St. Canaire is the patron saint of fisherman and seafarers and is greatly admired by feminists in Ireland. It is interesting that even today, ships will stop at Scattery Island to fetch a pebble to carry in honor of her on their journey as protection. The monastery on Scattery Island is still for men only, yet it is said that St. Senan shared Feenish Island with St. Bridget, he having a monastery for men and she having a monastery for women.
Note: There are several versions of St. Canaire’s life, some saying that she was a sister of St.
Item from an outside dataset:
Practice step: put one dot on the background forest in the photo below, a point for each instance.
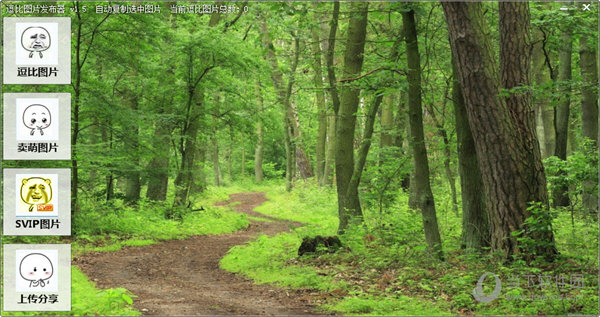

Senan’s, so that is why she came to Inish Cathaig so she could be buried by her brother. There are also several versions of her name including: St. Cannera of Inis Cathaig, Cainder, Conaire, Canir, and Kinnera. They are likely all the same saint. She is listed in several Irish calendars and is venerated in Killcullane in County Limerick and in Kilcullen in County Kildare.
Feast Day, January 28
Have you ever been rejected by another religious person because of your race, your nation of birth, your sexual orientation, or your gender, your ministry calling, or numerous other human-made rules or certain interpretations of Holy Scripture? If so, you are in good company with St. Canaire who was rejected because of her gender even though she sensed her call from the Spirit of God to her place of resurrection.
She would tell us today to be courageous and to stand up for what you believe from Holy Scripture, for what you sense is your personal calling. She would tell us, “do not be afraid.”
May St. Canaire’s words spoken 1500 years ago, be impressed upon our minds and hearts in the 21st century: Christ came to redeem women no less than to redeem men. No less did he suffer for the sake of women than for the sake of men. No less than men, women enter into the heavenly kingdom.
Darcy, M. R. The Saints of Ireland. St. Paul, MN: Irish American Cultural Institute, 1974.
Harrington, Christina. Women in a Celtic Church, Ireland 450-1150. Oxford, UK: Oxford University Press, 2002.
Law, Mary. “Canaire (?-530): 28 January,” in Celtic Daily Prayer, Book One. The Northumbria Community Trust, 2015, p. 228, also available online.
Lapa, Dimitry. “Saint Senan, Abbot of Scattery in Ireland.” at Orthodox Christianity.com
Life of St. Senan, Bishop, Patron Saint of County Clare. County Clare Library. Ireland.
Ryan, Gerrard. Pre-Reformation Church and Monastic Sites in in the Barony of Bunratty Lower, c. 550 A.D .to 1500 A.D., retrieved 012318.
Stokes, Margaret, ed. Christian Inscriptions in the Irish Language, Vol. 2.